Much of New Jersey's existing transit infrastructure is oriented toward working commuters' needs, with peak services providing access to historic employment centers in major cities, especially New York. In an increasingly tight labor market, employers are looking to new sources for employees – and people with disabilities are experiencing historically high rates of employment. However, this "high rate" is still approximately half the rate of adults without disabilities. Across the US, the employment rate for this population was 37.3% for people with disabilities and 79.4% for people without disabilities; in NJ, the rate is 39.2 and 80.9 for people without disabilities. From a policy perspective, NJ is an "Employment First" state, meaning that competitive employment is the first and preferred post-education activity for everyone, including people with disabilities.

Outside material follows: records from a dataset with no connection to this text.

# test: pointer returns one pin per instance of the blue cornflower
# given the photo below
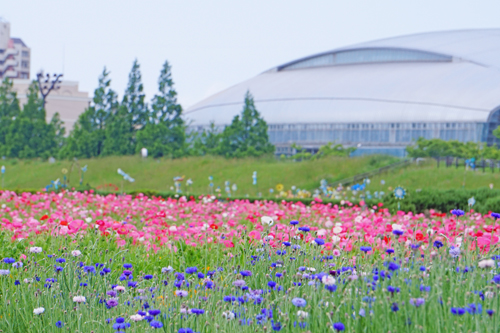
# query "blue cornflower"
(331, 288)
(299, 302)
(89, 269)
(198, 311)
(246, 273)
(398, 232)
(365, 248)
(339, 326)
(154, 313)
(474, 308)
(319, 241)
(392, 266)
(156, 324)
(191, 270)
(438, 244)
(458, 311)
(454, 251)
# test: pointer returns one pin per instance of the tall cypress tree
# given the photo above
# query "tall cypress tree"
(247, 134)
(165, 132)
(88, 137)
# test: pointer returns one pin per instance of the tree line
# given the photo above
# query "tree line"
(112, 127)
(439, 148)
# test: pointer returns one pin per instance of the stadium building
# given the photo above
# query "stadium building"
(379, 96)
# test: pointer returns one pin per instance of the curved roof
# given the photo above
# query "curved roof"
(429, 77)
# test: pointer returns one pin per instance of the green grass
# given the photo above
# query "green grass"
(429, 176)
(158, 174)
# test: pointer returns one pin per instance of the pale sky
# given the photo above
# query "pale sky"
(214, 44)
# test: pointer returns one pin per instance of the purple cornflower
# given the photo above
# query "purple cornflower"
(299, 302)
(398, 232)
(339, 326)
(417, 302)
(191, 270)
(156, 324)
(154, 313)
(365, 248)
(319, 241)
(458, 311)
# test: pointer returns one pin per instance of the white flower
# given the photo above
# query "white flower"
(266, 220)
(79, 299)
(38, 311)
(328, 280)
(35, 249)
(119, 288)
(228, 315)
(487, 263)
(337, 230)
(302, 314)
(136, 317)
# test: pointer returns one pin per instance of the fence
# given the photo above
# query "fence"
(362, 176)
(457, 162)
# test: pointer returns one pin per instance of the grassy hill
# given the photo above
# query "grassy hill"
(158, 174)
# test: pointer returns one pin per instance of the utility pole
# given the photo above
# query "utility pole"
(46, 84)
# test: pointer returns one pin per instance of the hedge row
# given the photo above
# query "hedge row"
(487, 200)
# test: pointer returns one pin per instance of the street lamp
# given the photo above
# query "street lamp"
(46, 84)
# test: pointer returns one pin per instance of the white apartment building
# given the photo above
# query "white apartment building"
(14, 55)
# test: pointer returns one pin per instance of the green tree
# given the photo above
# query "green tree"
(29, 135)
(87, 139)
(165, 132)
(247, 134)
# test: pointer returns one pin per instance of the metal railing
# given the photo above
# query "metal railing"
(362, 176)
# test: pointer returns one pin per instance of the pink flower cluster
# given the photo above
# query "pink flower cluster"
(156, 222)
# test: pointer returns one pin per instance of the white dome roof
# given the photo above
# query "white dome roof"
(429, 77)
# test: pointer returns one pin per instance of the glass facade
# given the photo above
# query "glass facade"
(373, 133)
(368, 55)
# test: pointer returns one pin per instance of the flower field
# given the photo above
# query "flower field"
(79, 262)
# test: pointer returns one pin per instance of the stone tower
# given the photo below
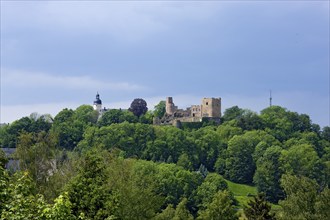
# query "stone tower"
(211, 107)
(97, 103)
(170, 107)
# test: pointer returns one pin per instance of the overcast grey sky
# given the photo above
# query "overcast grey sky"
(58, 54)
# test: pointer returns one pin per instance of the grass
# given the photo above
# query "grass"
(243, 194)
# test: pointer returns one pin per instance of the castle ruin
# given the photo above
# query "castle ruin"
(210, 108)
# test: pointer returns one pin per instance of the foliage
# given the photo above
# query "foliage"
(301, 196)
(181, 211)
(119, 166)
(211, 185)
(116, 116)
(221, 208)
(258, 209)
(268, 174)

However, a lack of flexible, affordable and real-time transportation options that work for people with disabilities to get to work is a persistent issue within this policy framework. Accessible fixed route NJ TRANSIT services primarily focus on commuter access on major corridors. Many people with disabilities need local mobility – to smaller, more local employment options. Access Link provides curb to curb service for those that apply, are found eligible, and live in the service area – close to existing fixed route local bus and light rail service. However, Access Link requires and advance reservation, as do the 21 different county paratransit services. None of these existing programs meet the needs of people who work – who may have unpredictable schedules, be delayed by an unexpected demand at the end of the day, or won't keep their job if they can't consistently arrive on time.
Current projections show that statewide, there are over 820,000 adults with disabilities across New Jersey, statewide; there were 54,171 people registered for Access Link and active riders made 1,551,167 trips in NJ in FY 2019. County paratransit services in each county provide just over 3 million trips per year (2018) across the state. There are 40,645 people with disabilities who have NJ TRANSIT reduced fare cards, which provides them with access to discounted bus, rail and light rail fares.

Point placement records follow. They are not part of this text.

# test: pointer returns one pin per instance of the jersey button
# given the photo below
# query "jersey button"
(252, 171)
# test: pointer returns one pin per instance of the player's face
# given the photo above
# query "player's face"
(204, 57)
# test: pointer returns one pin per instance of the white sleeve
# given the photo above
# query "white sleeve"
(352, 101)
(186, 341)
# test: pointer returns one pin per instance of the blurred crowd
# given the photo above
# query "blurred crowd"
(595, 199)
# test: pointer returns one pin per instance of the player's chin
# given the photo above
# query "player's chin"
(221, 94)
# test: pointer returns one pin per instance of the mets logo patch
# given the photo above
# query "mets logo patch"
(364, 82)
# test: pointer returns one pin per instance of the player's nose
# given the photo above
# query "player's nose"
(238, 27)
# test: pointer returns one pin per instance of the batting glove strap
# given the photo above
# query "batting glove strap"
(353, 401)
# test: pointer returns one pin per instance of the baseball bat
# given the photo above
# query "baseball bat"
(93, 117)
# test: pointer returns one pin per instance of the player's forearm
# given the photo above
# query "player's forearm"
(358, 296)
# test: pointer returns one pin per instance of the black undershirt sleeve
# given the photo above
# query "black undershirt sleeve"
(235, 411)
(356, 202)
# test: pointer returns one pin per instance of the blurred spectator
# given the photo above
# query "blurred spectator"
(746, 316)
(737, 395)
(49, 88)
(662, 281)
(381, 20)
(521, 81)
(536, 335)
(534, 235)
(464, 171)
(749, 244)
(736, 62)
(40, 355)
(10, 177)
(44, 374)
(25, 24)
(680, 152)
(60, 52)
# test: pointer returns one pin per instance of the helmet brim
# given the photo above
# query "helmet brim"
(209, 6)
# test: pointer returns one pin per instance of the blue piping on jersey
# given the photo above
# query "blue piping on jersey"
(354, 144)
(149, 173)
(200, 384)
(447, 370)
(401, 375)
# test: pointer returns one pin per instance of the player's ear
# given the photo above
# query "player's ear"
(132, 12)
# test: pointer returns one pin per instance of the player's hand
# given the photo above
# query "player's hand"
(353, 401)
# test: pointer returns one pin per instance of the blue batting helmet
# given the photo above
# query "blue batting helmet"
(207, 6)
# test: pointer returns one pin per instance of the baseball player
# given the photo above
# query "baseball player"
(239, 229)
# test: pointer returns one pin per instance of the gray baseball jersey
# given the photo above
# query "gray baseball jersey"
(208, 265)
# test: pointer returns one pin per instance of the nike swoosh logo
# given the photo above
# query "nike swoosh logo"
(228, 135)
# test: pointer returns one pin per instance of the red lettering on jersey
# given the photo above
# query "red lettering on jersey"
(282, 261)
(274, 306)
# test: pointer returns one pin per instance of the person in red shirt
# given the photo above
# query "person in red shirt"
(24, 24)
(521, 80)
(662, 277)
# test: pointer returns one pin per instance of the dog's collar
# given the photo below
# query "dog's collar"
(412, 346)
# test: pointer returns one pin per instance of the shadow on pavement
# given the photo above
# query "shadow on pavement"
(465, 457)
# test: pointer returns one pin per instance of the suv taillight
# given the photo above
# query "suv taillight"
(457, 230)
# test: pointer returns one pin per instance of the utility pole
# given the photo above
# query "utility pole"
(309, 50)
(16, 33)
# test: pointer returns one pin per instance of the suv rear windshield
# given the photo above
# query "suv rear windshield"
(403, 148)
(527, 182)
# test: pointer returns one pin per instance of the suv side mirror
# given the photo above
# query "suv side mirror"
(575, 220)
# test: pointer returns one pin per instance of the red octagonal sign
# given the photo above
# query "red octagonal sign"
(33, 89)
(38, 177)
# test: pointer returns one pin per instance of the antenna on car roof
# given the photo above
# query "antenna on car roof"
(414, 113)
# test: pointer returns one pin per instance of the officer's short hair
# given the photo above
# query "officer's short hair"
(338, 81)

In 2017, there were 412,600 people, approximately 7.9% of the working –age population in NJ (ages 21-64), with disabilities. The share percentage with disability increases as the population grows older, and among the 155,700 New Jerseyans age 65-74, it was 19.6%, and for the 251,900 residents over age 75, the percentage of the population with a disability increases to 43.3% (source: 2017 Disability Status Report - New Jersey, 2019 Cornell University). In all instances, "ambulatory disability" is the most prevalent disability. For working-age people with disabilities, the next most prevalent disabilities are cognitive and independent living. For those age 65+, ambulatory disabilities are the most prevalent, and independent living and issues with hearing were second and third.
While many adults with disabilities live in the community, there are known concentrations of populations as well. Communities like South Orange and Allendale are "hubs" for people with disabilities as they host agencies like JESPY House and supportive apartments under the auspices of United Way of Bergen County. Low to moderate income housing is available across the state, and the Supportive Housing Association of NJ provides linkages to a broad array of agencies and services that help support people with disabilities living in the community.

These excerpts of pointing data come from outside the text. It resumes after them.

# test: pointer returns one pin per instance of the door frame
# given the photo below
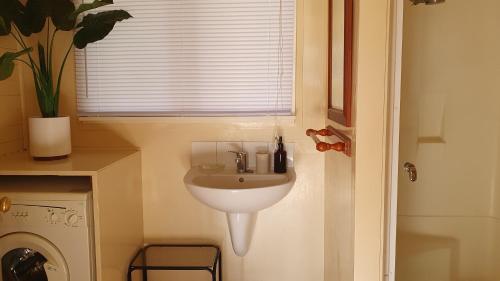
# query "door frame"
(394, 126)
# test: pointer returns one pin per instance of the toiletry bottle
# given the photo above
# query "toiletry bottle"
(280, 158)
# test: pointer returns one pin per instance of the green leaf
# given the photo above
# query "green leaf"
(41, 58)
(7, 63)
(95, 27)
(37, 12)
(9, 9)
(90, 6)
(4, 27)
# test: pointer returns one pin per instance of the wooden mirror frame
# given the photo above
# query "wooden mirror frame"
(337, 115)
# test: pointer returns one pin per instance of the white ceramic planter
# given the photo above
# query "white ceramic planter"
(49, 137)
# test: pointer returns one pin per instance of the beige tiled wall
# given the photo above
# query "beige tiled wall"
(448, 220)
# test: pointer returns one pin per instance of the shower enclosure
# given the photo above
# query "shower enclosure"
(446, 226)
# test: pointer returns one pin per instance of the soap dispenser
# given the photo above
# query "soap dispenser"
(280, 158)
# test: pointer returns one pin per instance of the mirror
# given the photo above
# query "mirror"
(340, 61)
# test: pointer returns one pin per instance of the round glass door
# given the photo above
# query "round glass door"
(28, 257)
(23, 265)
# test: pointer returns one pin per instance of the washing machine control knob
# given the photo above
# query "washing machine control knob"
(70, 218)
(53, 217)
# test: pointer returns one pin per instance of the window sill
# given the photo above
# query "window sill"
(243, 120)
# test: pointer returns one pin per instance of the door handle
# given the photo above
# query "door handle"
(411, 170)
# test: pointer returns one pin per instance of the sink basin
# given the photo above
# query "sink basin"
(241, 196)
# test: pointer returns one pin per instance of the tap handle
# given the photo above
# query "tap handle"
(239, 154)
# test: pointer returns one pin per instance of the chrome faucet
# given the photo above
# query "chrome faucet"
(241, 162)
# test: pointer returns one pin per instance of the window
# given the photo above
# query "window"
(192, 58)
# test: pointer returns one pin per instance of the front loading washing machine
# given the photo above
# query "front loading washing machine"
(46, 234)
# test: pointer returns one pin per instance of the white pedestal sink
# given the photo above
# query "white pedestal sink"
(240, 196)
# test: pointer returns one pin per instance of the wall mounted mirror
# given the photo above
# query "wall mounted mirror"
(340, 61)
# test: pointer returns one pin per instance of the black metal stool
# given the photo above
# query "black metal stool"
(177, 257)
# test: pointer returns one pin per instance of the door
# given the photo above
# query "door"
(28, 257)
(448, 225)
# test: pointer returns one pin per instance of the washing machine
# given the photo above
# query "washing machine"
(46, 232)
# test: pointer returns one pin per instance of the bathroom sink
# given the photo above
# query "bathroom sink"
(240, 196)
(228, 191)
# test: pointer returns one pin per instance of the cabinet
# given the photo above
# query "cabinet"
(115, 180)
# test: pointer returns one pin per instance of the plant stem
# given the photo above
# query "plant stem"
(25, 62)
(21, 41)
(51, 47)
(60, 76)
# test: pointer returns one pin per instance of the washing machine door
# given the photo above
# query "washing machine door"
(29, 257)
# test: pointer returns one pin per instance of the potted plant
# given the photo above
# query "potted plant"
(50, 135)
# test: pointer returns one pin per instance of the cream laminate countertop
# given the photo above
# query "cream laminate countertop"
(79, 163)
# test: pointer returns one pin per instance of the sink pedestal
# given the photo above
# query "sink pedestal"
(241, 226)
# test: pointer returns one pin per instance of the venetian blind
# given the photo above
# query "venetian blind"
(191, 58)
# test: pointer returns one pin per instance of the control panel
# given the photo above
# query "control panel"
(72, 215)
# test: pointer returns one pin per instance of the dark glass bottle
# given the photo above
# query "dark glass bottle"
(280, 158)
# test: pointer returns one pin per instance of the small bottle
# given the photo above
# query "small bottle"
(280, 158)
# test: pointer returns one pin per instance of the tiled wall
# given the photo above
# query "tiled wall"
(218, 152)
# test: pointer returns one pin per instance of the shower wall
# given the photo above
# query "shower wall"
(449, 220)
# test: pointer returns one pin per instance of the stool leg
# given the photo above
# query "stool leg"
(220, 266)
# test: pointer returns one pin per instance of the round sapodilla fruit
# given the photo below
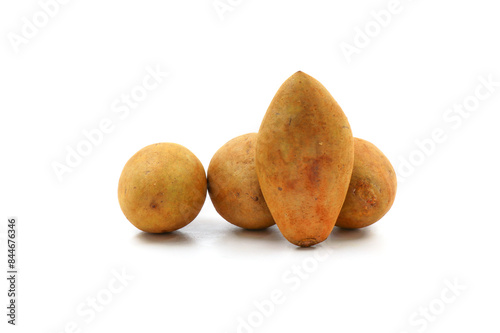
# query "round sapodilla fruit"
(233, 185)
(372, 189)
(162, 188)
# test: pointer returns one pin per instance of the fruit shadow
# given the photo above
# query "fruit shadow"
(271, 234)
(341, 237)
(169, 238)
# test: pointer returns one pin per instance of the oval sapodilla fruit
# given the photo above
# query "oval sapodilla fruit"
(162, 188)
(233, 185)
(304, 159)
(372, 189)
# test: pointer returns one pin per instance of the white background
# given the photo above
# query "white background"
(223, 74)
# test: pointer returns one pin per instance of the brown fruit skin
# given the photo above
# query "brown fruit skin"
(233, 185)
(162, 188)
(304, 159)
(372, 189)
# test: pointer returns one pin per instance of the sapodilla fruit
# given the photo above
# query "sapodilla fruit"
(304, 159)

This project would seek to: 1) create an inventory of population concentrations of people with disabilities (origins); 2) examine how existing transportation programs and resources connect those populations to key destinations, including state and local agencies, educational centers, and employment sites; 3) identify opportunities to improve the existing network and recommendations for addressing the most prevalent "disconnects" would be generated. This study would also look at best practice examples that have consistently strengthened the physical connection to competitive employment for people with disabilities, and strategies best suited for adaptation to NJ conditions would be identified for potential program development and/or pilot implementation with evaluation.